Draco membalas tatapan itu dengan inosen, lalu mendengus ketika Nott beralih ke meja Daphne. Nott, Nott, batin Draco dengan seringai. Orang yang cukup bodoh. Kau pikir selama ini aku rela membantumu mengerjakan PR?

Draco melepas headphone-nya, dan merasa bodoh sendiri. Kenapa ia tidak mengusir Nott dengan cara pura-pura mendengarkan lagu?

Detik jam berjalan, dan perlahan-lahan kelas mulai dipenuhi murid-murid. Ada Zabini, Crabbe, Goyle, Rosier, dan beberapa anak bodoh yang tidak akan berpengaruh kehadirannya, juga penggemar-penggemarnya yang datang sambil merona dan senyum-senyum ke arah Draco seperti Lavender Brown, Hannah Abbott, dan Astoria Greengrass—sepupu Daphne.

Bel berdering, dan murid terakhir—Susan Bones—masuk. Beberapa menit dengan murid-murid di sekitar Draco mengobrol dengan ramainya, lalu Severus Snape masuk, dengan tampang masam dan kemejanya yang sangat gelap. Kelas mendadak sunyi. Draco bisa mendengar beberapa gadis membisikkan hinaan pada Severus tentang rambutnya yang berminyak, dan Draco memutar matanya.

Ck. Apa karena rambut Severus terlihat seperti itu, mereka tidak bisa melihat seberapa jenius Godfather-nya?

"Selamat untuk kalian yang telah datang ke kelas ini setelah belajar semalam, karena hari ini akan ada tes lisan mengenai studi yang telah diberikan dua minggu lalu."

Draco menyeringai, sementara murid-murid di sekitarnya berseru putus asa.

Severus mengangkat tangannya rendah, dan serentak kelas menjadi hening lagi.

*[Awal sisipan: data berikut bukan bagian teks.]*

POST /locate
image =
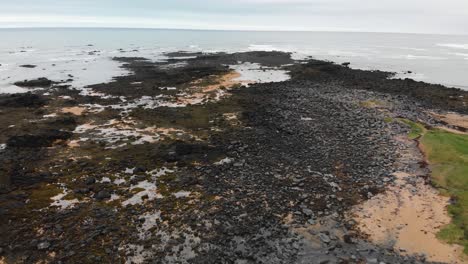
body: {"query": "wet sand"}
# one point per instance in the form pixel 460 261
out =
pixel 408 215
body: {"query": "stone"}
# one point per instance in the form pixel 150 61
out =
pixel 103 195
pixel 325 238
pixel 43 245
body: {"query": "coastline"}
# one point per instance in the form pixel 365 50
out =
pixel 181 162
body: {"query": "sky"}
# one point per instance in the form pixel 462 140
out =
pixel 404 16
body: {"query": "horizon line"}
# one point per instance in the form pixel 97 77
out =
pixel 228 30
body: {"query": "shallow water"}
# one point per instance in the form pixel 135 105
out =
pixel 86 54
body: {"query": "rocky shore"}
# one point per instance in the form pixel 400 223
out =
pixel 186 161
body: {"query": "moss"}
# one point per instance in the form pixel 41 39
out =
pixel 41 197
pixel 388 119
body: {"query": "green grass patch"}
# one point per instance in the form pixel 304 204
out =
pixel 448 157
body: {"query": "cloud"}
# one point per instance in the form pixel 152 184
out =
pixel 423 16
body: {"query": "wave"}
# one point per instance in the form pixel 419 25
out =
pixel 454 45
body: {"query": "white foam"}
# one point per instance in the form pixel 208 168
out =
pixel 454 45
pixel 150 191
pixel 254 72
pixel 182 194
pixel 58 201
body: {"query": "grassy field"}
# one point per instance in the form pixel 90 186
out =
pixel 447 154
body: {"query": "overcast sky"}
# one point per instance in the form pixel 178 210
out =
pixel 418 16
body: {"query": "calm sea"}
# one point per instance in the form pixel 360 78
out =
pixel 86 53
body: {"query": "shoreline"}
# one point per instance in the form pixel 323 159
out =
pixel 179 162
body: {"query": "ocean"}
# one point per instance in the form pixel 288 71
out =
pixel 85 54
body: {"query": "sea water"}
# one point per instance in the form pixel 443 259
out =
pixel 85 55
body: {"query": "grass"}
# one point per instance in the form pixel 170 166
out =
pixel 447 154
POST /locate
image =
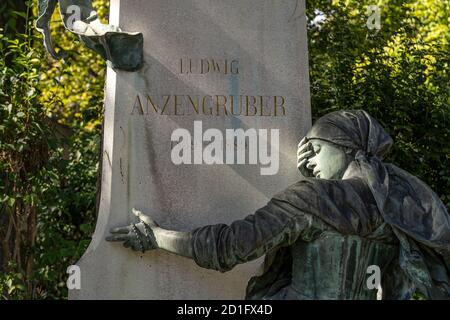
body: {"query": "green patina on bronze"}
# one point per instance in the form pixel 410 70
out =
pixel 124 50
pixel 321 234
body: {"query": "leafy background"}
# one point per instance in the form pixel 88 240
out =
pixel 51 118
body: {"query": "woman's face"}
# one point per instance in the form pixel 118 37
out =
pixel 327 161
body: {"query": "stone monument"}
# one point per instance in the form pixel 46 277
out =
pixel 205 132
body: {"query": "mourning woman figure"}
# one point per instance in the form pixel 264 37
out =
pixel 321 234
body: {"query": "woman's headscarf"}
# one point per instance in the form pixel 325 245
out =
pixel 416 214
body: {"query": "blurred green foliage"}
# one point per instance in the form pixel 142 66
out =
pixel 399 74
pixel 51 115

"Sebelumnya, ada murid baru di kelas kita," jeda, dan Draco mengarahkan matanya ke pintu yang setengah terbuka. "Masuk," perintah Severus.

Pintu tidak bergeser, dan seorang pemuda agak kurus, berambut hitam berantakan dengan kacamata, muncul di depan pintu. Beberapa menertawakan kacamata bulatnya, beberapa menafsirkan arti dari rambut berantakannya, dan beberapa terdiam, seperti Draco.

Draco terhenyak di bangkunya. Banyak kalimat berkelebat di benaknya.

Apa ada mata sehijau itu? Benarkah itu Potter yang diberitakan Daphne?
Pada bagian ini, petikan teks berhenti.